1. How Do I Change Visa Type?

My friend from Brazil is here on a B1/B2 visa. He wants to do freelance video production. Is it possible to apply for a change of status (COS) to some type of work visa?

Mr. Lee answers,
I cannot think of an appropriate visa for your friend from Brazil to change status to in order to do freelance video production unless he is good enough to qualify for O-1 extraordinary alien status. If not, he may wish to consult with an immigration lawyer to go over his options and what compromises he is willing to make with his goals if he is eligible to obtain some other type of visa status to remain in the country for a longer period of time. 

2. I Think My Husband Married Me to Get to the U.S. Because After He Got His Green Card His Actions Toward Me Has Changed.

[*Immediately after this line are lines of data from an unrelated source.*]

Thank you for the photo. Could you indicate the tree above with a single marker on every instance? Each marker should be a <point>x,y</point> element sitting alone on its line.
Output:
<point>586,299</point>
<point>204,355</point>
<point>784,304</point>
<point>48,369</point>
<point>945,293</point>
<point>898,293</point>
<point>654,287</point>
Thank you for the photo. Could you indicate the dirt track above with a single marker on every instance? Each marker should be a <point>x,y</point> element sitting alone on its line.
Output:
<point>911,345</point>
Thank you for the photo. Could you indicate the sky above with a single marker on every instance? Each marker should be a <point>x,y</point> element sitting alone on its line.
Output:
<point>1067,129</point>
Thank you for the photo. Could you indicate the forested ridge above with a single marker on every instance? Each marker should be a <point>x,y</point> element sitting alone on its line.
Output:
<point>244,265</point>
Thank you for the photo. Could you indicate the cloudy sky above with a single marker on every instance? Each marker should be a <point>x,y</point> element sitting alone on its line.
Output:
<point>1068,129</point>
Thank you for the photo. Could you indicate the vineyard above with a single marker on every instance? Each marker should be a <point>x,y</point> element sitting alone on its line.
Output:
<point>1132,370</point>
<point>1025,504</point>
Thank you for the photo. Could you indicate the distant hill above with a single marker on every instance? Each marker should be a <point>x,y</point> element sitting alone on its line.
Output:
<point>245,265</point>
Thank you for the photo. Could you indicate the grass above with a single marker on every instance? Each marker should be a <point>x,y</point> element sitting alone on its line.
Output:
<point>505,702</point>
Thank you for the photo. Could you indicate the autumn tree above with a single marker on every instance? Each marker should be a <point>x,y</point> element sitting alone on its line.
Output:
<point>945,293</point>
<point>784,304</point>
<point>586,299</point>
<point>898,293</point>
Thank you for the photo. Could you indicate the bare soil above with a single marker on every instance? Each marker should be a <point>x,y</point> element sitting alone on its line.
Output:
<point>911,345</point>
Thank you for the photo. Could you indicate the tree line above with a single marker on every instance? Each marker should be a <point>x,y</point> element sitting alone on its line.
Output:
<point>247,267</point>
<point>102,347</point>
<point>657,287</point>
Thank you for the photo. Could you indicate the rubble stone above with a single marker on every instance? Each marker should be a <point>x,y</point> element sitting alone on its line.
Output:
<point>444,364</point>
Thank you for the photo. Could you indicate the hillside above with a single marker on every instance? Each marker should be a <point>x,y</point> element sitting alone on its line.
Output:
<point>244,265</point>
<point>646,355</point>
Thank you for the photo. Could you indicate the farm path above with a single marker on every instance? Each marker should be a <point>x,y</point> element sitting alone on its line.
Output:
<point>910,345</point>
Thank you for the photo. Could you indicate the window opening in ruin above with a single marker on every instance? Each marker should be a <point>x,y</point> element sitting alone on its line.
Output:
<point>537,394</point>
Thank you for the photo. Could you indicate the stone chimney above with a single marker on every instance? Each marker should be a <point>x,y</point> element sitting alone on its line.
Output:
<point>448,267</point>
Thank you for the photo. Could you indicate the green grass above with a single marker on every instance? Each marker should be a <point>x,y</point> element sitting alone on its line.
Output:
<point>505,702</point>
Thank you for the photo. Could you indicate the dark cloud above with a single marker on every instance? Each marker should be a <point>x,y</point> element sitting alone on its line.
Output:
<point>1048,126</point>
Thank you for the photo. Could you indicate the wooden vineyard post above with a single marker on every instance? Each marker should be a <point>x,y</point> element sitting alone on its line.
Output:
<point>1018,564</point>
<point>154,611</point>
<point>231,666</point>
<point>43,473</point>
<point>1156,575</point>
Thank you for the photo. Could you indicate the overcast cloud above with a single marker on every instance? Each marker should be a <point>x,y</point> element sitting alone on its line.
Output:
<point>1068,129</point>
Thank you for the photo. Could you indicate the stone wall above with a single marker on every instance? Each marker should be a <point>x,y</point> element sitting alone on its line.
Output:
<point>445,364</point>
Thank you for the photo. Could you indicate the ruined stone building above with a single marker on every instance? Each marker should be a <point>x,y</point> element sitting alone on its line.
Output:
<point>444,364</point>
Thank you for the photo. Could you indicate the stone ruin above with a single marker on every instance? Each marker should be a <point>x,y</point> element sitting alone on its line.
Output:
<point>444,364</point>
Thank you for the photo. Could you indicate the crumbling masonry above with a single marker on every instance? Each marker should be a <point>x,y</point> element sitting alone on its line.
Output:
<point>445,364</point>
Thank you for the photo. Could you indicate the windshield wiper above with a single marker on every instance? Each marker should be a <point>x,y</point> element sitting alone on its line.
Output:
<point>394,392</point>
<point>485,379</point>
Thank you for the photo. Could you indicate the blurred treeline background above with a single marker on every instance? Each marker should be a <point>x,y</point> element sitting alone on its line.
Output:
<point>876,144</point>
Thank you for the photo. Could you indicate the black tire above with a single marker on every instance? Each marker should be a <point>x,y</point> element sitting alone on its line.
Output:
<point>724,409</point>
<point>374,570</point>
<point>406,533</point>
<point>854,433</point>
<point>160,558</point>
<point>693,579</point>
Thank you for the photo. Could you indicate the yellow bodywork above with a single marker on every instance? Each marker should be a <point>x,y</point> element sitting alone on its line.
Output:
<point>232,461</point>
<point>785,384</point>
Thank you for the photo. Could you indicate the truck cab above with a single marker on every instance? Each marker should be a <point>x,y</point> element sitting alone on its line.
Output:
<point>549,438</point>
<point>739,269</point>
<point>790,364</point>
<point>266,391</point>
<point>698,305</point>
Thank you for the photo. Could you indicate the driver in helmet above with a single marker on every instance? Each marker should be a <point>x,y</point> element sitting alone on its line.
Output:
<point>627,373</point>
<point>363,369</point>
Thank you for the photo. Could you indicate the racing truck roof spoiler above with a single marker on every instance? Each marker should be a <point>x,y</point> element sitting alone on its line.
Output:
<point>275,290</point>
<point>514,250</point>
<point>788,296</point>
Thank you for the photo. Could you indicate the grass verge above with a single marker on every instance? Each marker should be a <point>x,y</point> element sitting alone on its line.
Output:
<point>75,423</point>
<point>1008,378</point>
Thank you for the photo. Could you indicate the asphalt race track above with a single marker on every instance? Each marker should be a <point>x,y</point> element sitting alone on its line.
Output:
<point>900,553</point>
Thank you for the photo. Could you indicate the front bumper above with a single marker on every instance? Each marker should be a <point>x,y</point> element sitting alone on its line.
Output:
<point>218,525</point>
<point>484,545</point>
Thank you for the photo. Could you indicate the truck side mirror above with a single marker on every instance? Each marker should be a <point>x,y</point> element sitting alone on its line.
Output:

My husband has been here for one year and three months. After four months here I caught him on a dating site seeking a relationship. I have also found pictures in his phone of a woman with a baby sent to him back in his country. I have found a Mexican lady in his phone as well. When I asked him about these he would say the woman with the baby is his friend’s wife. However, its several pictures. He also deliberately picks fights with me I think to try to ruin the relationship. He wants to be looked at as a good guy by his friends and family. He has opened his own bank account he used to deposit money into our joint account but now he don’t. I feel like he is planning things behind my back. If I feel like he used me to get here and want a divorce what can I do?

Mr. Lee answers,
If your husband is a conditional resident, you can decide whether to assist him in removing the conditional basis of residence status by signing the I-751 form and cooperating throughout the adjudication process. If he is already a permanent resident (marriage was at least two years old prior to him coming to the US), you have less hold over his actions. At present, you have suspicions, but there is likely nothing that you can do with them vis-a-vis U.S.C.I.S. Even in the event that he eventually initiates divorce proceedings, you would probably not interest the agency into going after his green card since it appears that he has been living with you for the duration of time that he has been in the US. 

3. What Kind of Visa Can I be Eligible If My Brother Has a US Green Card?

My brother(26 years old) won the green card lottery and I – sister (25) want to learn the important steps of the application process as well as I want to know if I can also benefit that opportunity: residential visa, working permit, etc. He lives in Europe and I have been living in the US for the last 3 years with an F-1 visa.

Mr. Lee answers,
Unfortunately there is no benefit to be received from a brother or sister who obtains a green card under US immigration law. You would have to keep maintaining your independent legal status in the US.